Run GF(2) SGD (37 epochs) KM
1 1.7ms 1014ms 663ms
2 2.1ms 1676ms 1016ms
3 2.0ms 1367ms 844ms
4 2.3ms 1603ms 899ms
5 2.0ms 1571ms 921ms
Mean 2.0ms 1446ms 869ms
Std 0.2ms 254ms 127ms

100% accuracy on all 5 runs, 37 epochs for SGD on all 5 runs.

GPU vs CPU comparison

Method CPU (numpy) GPU mean GPU/CPU ratio
GF(2) 0.5ms 2.0ms 4x slower
SGD 142ms 1446ms 10x slower
KM 1.1ms 869ms 790x slower

Cost

$0.002-0.003 per run. Total for 5 runs: ~$0.012.

Can it be reproduced?

# GPU (requires Modal account)
pip install modal
modal token set
modal run bin/gpu_energy.py

# CPU baseline
PYTHONPATH=src python3 bin/reproduce-all

Finding

GPU is 4-790x slower than CPU for sparse parity at n=20/k=3. Consistent across 5 runs.

  • GF(2) is sequential row reduction (XOR). Can't parallelize. Runs on CPU even inside a GPU container. 4x overhead from container/PyTorch setup.
  • SGD has the same epoch count (37) but each epoch is 10x slower. The weight matrix (200x20) is too small for CUDA kernel launch overhead to amortize.
  • KM is 790x slower. It runs 20 small independent operations, each launching a CUDA kernel for a tiny tensor.

The ARD vs DMC proxy comparison is still unanswered. These workloads don't stress the GPU memory subsystem, so measuring GPU energy here tells you nothing about memory access patterns. That question needs nanoGPT-scale workloads.

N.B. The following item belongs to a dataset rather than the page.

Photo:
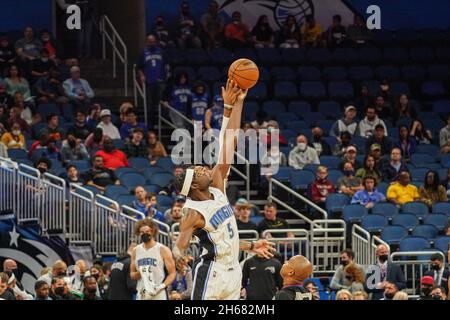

What's useful: The bin/gpu_energy.py pipeline works (PyTorch on Modal, matching Yaroslav's gpu_toy.py pattern). When the group moves to nanoGPT, this script is the starting point. At sparse parity scale, use CPU wall-clock time.

Files

  • Script: bin/gpu_energy.py
  • This document: findings/exp_proxy_comparison.md
  • Reproduce: modal run bin/gpu_energy.py